She doesn’t even have this in her anymore. He’d be called Mussolini Rightolini now.
Also, Pizzaballa is at best a fence-sitting-muthafucka
But this doesn’t mean Pizzaballa is apolitical. He has long spoken out against the wall dividing the West Bank and Jerusalem — but also criticized Palestinian leaders for constantly blaming Israel for all issues, even once quipping, “If the weather isn’t good, the cause is occupation.” After Oct. 7, Pizzaballa condemned Hamas’ brutality and offered himself as a hostage in exchange for kidnapped Israeli children. Yet he also called for an end to the Israel-Hamas war and to Israeli occupation, wearing a kaffiyeh while in Bethlehem on Christmas.

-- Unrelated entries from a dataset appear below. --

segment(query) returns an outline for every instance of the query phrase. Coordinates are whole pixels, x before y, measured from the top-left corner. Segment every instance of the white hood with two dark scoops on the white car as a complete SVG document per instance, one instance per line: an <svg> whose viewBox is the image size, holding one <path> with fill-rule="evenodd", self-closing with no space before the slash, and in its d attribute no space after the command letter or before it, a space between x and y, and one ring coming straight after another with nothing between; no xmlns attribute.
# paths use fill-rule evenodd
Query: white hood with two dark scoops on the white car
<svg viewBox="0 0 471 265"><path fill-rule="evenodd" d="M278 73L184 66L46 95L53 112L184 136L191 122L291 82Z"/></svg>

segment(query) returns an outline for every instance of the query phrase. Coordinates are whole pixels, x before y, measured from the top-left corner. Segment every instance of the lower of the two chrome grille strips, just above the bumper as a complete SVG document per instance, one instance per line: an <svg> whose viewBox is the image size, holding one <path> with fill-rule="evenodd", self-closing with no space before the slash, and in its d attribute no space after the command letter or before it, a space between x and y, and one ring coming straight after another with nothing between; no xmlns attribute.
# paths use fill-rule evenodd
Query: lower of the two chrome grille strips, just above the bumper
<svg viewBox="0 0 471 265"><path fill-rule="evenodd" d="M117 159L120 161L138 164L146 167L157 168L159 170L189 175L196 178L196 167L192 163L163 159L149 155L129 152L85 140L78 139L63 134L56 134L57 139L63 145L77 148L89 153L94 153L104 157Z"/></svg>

While both Palestinians and Israelis have criticized Pizzaballa’s statements for insufficient support, this, in a way, shows he has successfully managed to remain moderate in a tense position. Perhaps he can just as carefully navigate Vatican factions, where he is also perceived as a frustratingly neutral figure on divisive doctrinal questions.
And the most messed up thing is, if I was a Cardinal I’d probably vote for him.
If he was to become pope, he would have to change his name though. Probably to something stupid like John Paul, Benedict or Pius.